Schizophrenic Psychosis Symptoms in a Background of Mild-To-Moderate Carnitine Palmitoyltransferase II Deficiency: A Case Report

Round 1

Reviewer 1 Report

The authors, organized from researchers at Creighton University,
studied and described the genetic background of a patient with schizophrenia related  psychotic symptoms (episodes) and the proband's family members
in their article. The genetic pattern of the proband, as well as his twin sister and both parents, was examined using the whole exome sequencing (WES) method. Several important mutant loci were identified in the family tree analysis, of which genetic variants related to carnitine palmitoyltransferase II (CPT II) enzyme deficiency and dopamine β-hydroxylase (DBH) gene variants were analyzed in detail. The obtained sequencing data were used to test two different hypotheses, (1) a de novo germline variant is present that uniquely links the multiple phenotypes connected to the probandand; and (2) independent sets of variants are linked to independent phenotypes. The authors concluded that the genetic alterations (homo- or heterozygous mutations) identified in this study do not clearly explain the observed patient phenotypes, however, the results of the present study and especially further regular genetic analyzes may help to scientifically explore the possible causes and etiology of schizophrenia.

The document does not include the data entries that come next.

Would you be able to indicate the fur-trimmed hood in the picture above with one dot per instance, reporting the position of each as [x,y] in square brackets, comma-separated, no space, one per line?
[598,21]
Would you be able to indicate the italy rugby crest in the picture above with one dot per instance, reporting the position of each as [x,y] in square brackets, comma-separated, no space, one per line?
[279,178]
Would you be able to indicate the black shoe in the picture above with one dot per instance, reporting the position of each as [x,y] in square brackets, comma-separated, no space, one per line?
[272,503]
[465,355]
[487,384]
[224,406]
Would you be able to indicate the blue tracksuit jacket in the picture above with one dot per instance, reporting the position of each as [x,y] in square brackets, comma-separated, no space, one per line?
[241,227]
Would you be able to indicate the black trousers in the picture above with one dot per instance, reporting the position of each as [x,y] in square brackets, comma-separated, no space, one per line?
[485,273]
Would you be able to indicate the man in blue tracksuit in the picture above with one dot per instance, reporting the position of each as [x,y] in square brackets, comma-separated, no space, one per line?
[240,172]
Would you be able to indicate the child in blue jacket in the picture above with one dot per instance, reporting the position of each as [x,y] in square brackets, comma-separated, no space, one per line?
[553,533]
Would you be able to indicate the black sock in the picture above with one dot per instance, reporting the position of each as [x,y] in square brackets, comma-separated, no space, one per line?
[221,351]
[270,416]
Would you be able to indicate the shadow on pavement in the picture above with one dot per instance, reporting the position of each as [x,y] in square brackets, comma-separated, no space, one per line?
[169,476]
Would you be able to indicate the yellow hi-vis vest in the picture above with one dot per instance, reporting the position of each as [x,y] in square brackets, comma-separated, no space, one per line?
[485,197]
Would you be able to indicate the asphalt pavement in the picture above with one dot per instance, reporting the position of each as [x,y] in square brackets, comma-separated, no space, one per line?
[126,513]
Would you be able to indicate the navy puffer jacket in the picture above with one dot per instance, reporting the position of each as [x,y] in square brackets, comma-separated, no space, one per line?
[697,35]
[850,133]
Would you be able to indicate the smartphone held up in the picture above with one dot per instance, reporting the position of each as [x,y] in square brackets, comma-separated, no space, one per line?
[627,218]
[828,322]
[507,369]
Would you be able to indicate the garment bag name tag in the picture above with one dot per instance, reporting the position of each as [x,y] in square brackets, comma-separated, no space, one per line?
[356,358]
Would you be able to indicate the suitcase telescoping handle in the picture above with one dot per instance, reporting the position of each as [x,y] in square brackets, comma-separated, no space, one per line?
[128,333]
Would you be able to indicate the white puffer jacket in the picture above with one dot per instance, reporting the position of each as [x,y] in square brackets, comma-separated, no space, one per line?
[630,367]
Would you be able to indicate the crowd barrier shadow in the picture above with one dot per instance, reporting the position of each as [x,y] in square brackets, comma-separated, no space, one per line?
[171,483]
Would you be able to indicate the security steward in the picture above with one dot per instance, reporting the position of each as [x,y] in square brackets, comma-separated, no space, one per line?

I find the presented scientific material worth publishing, therefore I support its appearance.

Author Response

We thank the reviewer for their comments.

Reviewer 2 Report

Review report

 

Wickramasekara and colleagues describes a whole-exome sequence study of a small family with the proband having psychosis and history of mild CPT-II deficiency. They identified two (benign) missense variants segregating in the family, but these variants could not explain the phenotypes of the proband.

 

General comments

 

1: I am not too familiar with the terminology in case reports, but I find it very confusing to use “their”, “them” and “they” when talking about the proband. Clearly this is grammatically incorrect, but it could be the terminology used in case reports.

 

2: I really lack a clear description of the sequencing protocol. I Find the supplementary methods a bit confusing to read. For example, page 2 first paragraph. “In addition, the strict quality control…” What are the QC filters? Is that what is described in third paragraph on page 2? If you, it would have been clearer if that came after mentioning the QC.  Also, what reference genome were the reads mapped to? What does “perform a series of annotation for variants” mean? You have a set of variants which you simple annotate – what does “series” mean? I think the methods could be easier to read if you for example change the font of the code chunks, so it is easier to see what is text and what is code.

 

3: Page 5 section 2.3 you write you “further mined the WES data for additional germline variation that might be linked to the etiologies observed”. Please described how this was done – it must involve some data analysis?

 

4: You say you identify “germline genetic variation” (page 4, line 136). How can you do that from saliva? In that case it must be somatic mutations?

 

5: I lack a better description of all the variants identified. There must be more variation between the four individuals than what is described here. How many segregating variants were found in total; how many were missense, loss of function, stop gained etc.

 

6: I find it a bit difficult to understand that the authors seek to find “one or several genetic variants” (p 6, line 222-233) explaining the phenotype since it is widely known (and accepted) that schizophrenia is a strongly polygenic disease. Please provide a better explanation for this statement.

 

7: Your second hypothesis is: “independent sets of variants are linked to independent phenotypes”. This would they imply that the proband has two monogenic diseases which we know is not the case (at least for schizophrenia).

 

8: Many very large genetic analyses have been conducted on schizophrenia. Does the proband has an accumulation of risk variants compared to the three other family members?

 

 

 

 

Author Response

Please see the attachment.

Author Response File: Author Response.pdf

Round 2

Reviewer 2 Report

The manuscript has been substantially improved, and I find it ready for publication.